The Shady Lady on Clark St.

UPDATE: According to a June 23 report from Lisa Arnett at Metromix, the Shady Lady may change its name within the next two weeks: “The concept will remain the same and there will be no interruption in service, says co-owner Doug Simons.”

Dion Antic is the Madonna of Chicago nightlife, known for reinventing (and retattooing) himself alongside the bevy of bars he once opened, closed, and reopened, seemingly at will. At least that was his MO before he all but abandoned Chicago in 2004 amid personal turmoil to give the L.A. restaurant scene a shot. It didn’t work out (“There’s a lot of talk, but nothing gets done,” he says), and last year the mastermind behind now-shuttered spots such as Harry’s Velvet Room and Iggy’s reemerged with a new strategy—concept consulting rather than ownership—and a new non-nightlife venture, Bagel on Damen.

“I swore I’d never sell drinks after 40,” Antic, 46, says—but when a space opened up in River North, the temptation was irresistible. The result: The Shady Lady, a new big-top-meets-speakeasy of a lounge dreamed up mostly by Antic but officially run by a longtime friend, Craig Hiljus.
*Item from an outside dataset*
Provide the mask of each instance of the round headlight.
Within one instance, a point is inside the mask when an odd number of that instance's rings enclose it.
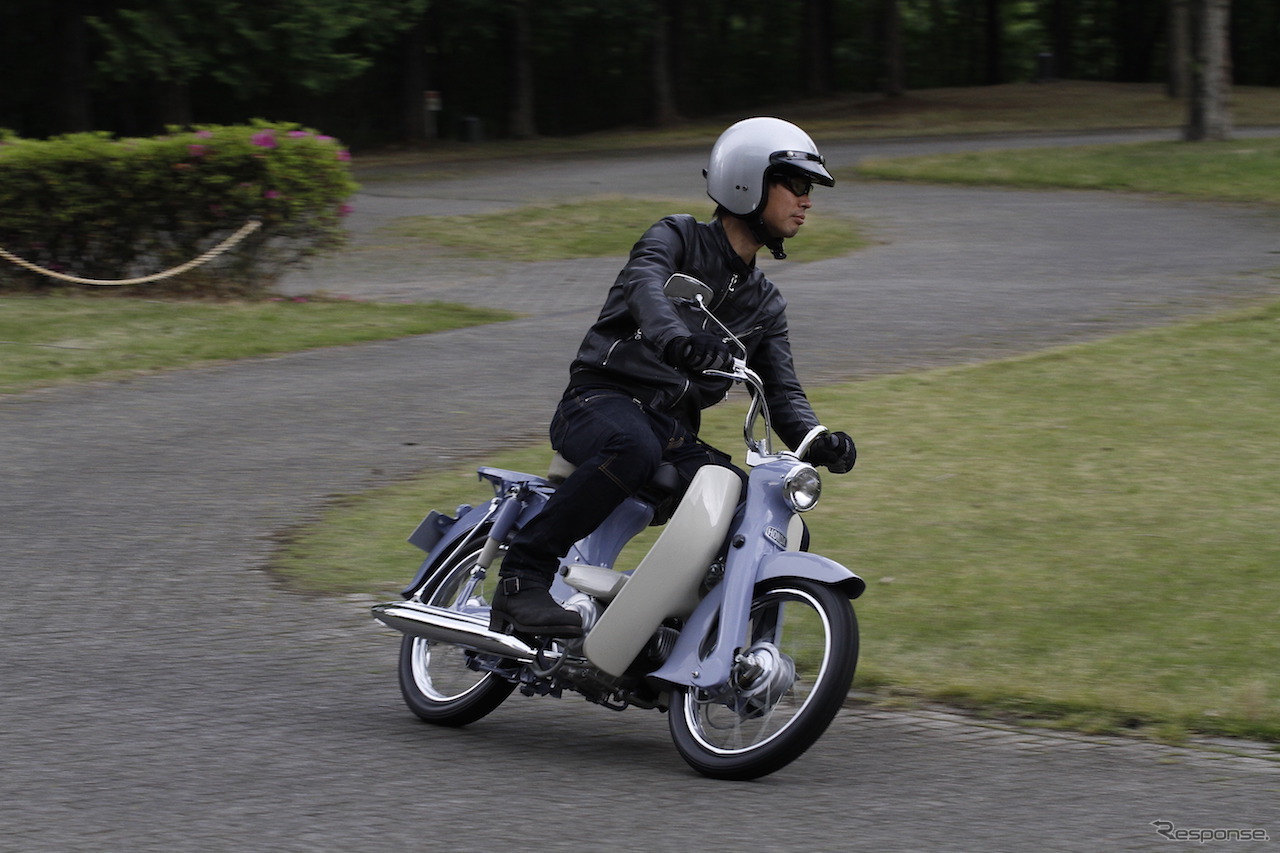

Both Antic and Hiljus were working the crowd when my date and I stopped by. Ushered in by a skinny host whose fedora-shaded eyes lent a fitting note of menace to the Prohibition vibe, we had just begun elbowing our way to the bar when we ran into friends and decided to wait for a table. Our group stood around watching a mix of youngish professionals and out-of-towners vie for the bartenders’ attention against a backdrop of Victorian chandeliers and sideshow posters—a far cry from the pub décor of the previous tenant, Garrett Ripley’s. “We turned the space around in 26 days,” Antic later told me. “That’s the great thing about Chicago: Here you can make a couple of calls, and things happen, just like that.”

We eventually snagged seats, but the later it got, the tighter the crowd pressed toward the bar, and I began to notice people shooting daggers at our table strewn with glasses and food. A final round arrived—we had all decided to try the signature Shady Lady (orange essence, Ransom gin, egg white, half and half, and lemon and lime juices; $13)—just as the decibel level went from blaring to blasting. I was considering fashioning earplugs out of my napkin when the cacophony ceased and a lone man carrying a saxophone walked onto a small stage at the front of the room (burlesque dancers and assorted oddities perform briefly each night, on a schedule known only to Antic and Hiljus). The man brought the instrument to his lips and began to play a slow, deliberate tune that sounded more like a spell than a song. We sat, mesmerized, until he finished, then paid our tab and slipped out into the shadows.